Ostensibly, the goal is to make people of color and other perceived victims of historical injustice more comfortable as users of Stanford technology. A cursory review of the page, however, should be shocking to any normal person for its sheer insanity. Though Stanford chose to hide the document behind a secure sign-on after it started circulating, you can view the entire list of ‘harmful language’ here.

Of course, this type of stupidity is no surprise coming from the Stanford administration. Stanford whips its freshmen into shape during its ultra-politically correct student orientation and continually pressures students to submit to the woke newspeak regime. These crazy and Orwellian rules of engagement on campus include putting one’s preferred pronouns on their dorm room door, and including them in all introductions as a rule of thumb.

The narrative about rampant discrimination against African-Americans and bias towards anyone who’s not straight are facts that are never to be questioned. And forget about being glad to be an American — that kind of pride is not allowed. Master these rules, we’re told, and our time at Stanford will be a cakewalk, where the bells of diversity and inclusion chime a merry tune.

According to the guide, a simple geographic descriptor like Philippine Islands, can harken back to ‘colonialism’ — despite the acknowledgment that “some people of Filipino heritage might use the term.” Meanwhile, an exclamation of joy like hip hip hooray somehow generates thoughts of the Holocaust as German citizens used it during Second World War “as a rallying cry.”

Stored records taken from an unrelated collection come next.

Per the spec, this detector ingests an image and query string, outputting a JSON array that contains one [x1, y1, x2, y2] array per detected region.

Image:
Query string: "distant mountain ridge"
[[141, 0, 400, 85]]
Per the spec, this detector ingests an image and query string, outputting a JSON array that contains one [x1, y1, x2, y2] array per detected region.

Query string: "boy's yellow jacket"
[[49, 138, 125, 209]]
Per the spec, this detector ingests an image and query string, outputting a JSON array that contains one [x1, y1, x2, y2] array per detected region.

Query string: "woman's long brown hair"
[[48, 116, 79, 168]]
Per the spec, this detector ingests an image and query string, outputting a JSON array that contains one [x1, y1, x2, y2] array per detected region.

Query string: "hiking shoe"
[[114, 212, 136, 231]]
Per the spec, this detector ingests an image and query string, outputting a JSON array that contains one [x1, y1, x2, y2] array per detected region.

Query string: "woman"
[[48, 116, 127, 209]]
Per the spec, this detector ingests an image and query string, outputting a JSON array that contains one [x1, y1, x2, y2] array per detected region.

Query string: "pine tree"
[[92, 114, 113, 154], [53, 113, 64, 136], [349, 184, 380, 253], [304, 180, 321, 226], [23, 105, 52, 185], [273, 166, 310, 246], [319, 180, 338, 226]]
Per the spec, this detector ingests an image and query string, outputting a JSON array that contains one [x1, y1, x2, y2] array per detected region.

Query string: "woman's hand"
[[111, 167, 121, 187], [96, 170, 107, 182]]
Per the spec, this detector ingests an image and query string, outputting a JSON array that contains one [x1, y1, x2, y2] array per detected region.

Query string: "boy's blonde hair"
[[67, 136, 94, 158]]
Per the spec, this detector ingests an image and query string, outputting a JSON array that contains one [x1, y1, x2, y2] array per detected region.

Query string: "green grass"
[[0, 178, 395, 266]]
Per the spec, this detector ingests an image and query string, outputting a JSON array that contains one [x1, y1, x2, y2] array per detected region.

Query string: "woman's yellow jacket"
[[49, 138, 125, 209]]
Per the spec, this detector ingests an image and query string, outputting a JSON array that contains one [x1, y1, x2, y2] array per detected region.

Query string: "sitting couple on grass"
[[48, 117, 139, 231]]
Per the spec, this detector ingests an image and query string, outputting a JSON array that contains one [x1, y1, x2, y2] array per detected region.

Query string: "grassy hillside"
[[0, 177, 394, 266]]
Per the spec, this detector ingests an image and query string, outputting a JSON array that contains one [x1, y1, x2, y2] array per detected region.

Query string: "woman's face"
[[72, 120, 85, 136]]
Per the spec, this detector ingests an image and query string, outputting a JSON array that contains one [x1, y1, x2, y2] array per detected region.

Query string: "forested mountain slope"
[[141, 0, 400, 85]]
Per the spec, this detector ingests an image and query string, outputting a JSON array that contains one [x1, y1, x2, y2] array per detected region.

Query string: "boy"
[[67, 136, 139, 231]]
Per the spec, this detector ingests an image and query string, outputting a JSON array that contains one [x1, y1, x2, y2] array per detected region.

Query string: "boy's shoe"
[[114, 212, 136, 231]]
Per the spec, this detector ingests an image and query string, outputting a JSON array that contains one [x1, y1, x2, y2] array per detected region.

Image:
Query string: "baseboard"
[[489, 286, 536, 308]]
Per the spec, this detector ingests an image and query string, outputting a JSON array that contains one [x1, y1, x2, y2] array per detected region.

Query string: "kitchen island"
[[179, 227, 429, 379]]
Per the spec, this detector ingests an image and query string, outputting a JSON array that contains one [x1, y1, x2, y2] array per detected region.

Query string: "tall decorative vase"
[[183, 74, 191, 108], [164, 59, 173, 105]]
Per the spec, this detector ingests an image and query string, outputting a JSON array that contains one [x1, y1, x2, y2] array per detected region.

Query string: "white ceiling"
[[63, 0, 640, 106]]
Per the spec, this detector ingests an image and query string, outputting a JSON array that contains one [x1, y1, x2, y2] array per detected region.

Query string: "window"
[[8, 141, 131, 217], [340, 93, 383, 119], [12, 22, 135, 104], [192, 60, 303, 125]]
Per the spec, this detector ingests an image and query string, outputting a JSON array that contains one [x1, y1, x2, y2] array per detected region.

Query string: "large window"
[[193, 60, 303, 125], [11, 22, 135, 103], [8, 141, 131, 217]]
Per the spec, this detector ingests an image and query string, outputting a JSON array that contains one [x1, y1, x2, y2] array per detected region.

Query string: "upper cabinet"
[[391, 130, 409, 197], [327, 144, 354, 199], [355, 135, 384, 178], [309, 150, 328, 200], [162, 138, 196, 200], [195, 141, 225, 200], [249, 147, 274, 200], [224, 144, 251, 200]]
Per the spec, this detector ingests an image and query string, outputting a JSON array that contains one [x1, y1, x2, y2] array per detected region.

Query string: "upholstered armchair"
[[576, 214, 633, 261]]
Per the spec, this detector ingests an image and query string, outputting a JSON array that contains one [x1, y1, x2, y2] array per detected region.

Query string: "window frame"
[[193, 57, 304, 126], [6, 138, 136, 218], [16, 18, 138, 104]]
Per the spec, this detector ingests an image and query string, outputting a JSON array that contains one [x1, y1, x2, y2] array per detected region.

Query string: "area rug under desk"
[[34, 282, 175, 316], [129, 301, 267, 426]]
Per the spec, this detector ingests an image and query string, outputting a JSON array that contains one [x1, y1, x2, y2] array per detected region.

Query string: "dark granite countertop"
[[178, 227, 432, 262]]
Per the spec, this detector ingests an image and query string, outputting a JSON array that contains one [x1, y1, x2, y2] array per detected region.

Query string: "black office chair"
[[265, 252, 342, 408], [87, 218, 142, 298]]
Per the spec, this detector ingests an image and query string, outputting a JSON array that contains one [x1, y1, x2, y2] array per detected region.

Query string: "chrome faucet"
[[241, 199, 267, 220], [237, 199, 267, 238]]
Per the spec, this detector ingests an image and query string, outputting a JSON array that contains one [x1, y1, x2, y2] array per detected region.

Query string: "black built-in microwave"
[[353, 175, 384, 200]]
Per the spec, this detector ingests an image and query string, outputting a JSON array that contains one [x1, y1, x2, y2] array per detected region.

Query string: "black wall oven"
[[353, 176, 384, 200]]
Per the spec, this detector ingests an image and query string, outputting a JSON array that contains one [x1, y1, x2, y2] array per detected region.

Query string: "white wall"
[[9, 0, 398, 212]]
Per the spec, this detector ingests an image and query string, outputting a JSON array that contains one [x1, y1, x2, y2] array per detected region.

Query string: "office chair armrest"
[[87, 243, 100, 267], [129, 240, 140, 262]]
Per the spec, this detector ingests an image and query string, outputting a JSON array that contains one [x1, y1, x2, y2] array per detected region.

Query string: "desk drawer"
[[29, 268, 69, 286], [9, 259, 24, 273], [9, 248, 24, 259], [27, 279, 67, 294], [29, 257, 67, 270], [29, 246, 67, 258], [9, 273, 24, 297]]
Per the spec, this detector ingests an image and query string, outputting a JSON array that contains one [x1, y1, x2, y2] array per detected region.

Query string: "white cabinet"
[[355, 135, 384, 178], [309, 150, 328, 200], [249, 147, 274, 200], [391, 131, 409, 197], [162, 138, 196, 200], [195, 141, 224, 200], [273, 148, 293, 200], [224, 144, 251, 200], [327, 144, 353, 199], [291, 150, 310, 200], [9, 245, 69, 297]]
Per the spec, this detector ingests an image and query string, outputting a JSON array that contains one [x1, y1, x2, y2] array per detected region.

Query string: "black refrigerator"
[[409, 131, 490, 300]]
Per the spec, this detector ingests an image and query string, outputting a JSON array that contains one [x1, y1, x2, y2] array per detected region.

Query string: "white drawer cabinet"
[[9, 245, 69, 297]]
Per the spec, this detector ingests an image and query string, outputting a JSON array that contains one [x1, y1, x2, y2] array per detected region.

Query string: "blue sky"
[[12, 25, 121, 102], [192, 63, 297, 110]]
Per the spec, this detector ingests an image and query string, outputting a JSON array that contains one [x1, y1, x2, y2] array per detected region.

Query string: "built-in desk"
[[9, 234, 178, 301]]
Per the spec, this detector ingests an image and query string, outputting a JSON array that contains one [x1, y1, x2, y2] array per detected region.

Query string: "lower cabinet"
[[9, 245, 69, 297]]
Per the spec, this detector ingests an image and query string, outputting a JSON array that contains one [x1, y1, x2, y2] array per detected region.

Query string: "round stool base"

No longer can we say someone is addicted to cocaine — that “trivializes their experience” — instead we should say a person is “devoted” to cocaine, which is obviously much better. Choosing spirit animals is off the table, as according to the guide “the term refers to an animal spirit that guides/protects one on a journey, so to equate it with an animal one likes is to demean the significance of the term.” Welcome to 2022, where these kinds of fun discussions with friends are now harmful.

Something that’s also culturally offensive is the name Pocahontas, it allegedly “is a slur and should not be used to address an Indigenous woman unless that is her actual name.” Hmm… we wonder who this could be referencing? Fortunately, President Trump never violated this policy: his famous reference to Elizabeth Warren as Pocahontas is fine because she is not Native American.

The phrase blackbox is also on the list, supposedly for assigning “negative connotations to the color black, racializing the term.” This ought to puzzle computer scientists, who know that a blackbox algorithm can often be a blessing. But we wouldn’t expect the Stanford IT department to know that given they can’t figure out how to design a functioning enrollment system. Whitespace also made the list for assigning “value connotations based on color (white = good).” Anyone who’s ever taken a test should be confused… after all, a lot of whitespace likely entails a failing grade.

Then there’s the gender section. Not only do we have to part with words like mankind (though sadly peoplekind was not a proposed alternative) and landlord/landlady (which uses “gender binary language that doesn’t include everyone”), it’s now offensive to refer to someone as ‘he’ or ‘she.’ No, according to the guide, we should only use the person’s name or the word “they” unless explicitly told otherwise.

Descriptive phrases like ‘immigrant’ and ‘prostitute’ are on the chopping block as well, with suggested alternatives “person who has immigrated” and “person who engages in sex work” that use “person-first language [which] helps to not define people by just one of their characteristics.” We propose the term “Stanford student” be added to the list, with the proposed ‘person-first’ alternative being “human being who attends college at Stanford University (they/them).” Rolls right off the tongue, doesn’t it?

Interestingly enough, there is one group that the guide is apparently okay with demeaning: white people. While the guide notes that Karen is “used to ridicule or demean a certain group of people based on their behaviors,” it states that the proper term is “demanding or entitled White woman,” which seems worse than just calling someone a Karen.

One group of people should be thrilled about these developments: students desperate to hit a word limit on an essay. Nearly every suggested replacement is significantly longer than the ‘problematic’ phrase it is replacing. To ensure professors don’t adopt these new standards and lengthen essay assignments accordingly, we are calling on all students to be brave and liberally use all words POC-IT considers harmful, so at least their guide will have another use besides a laughing-stock.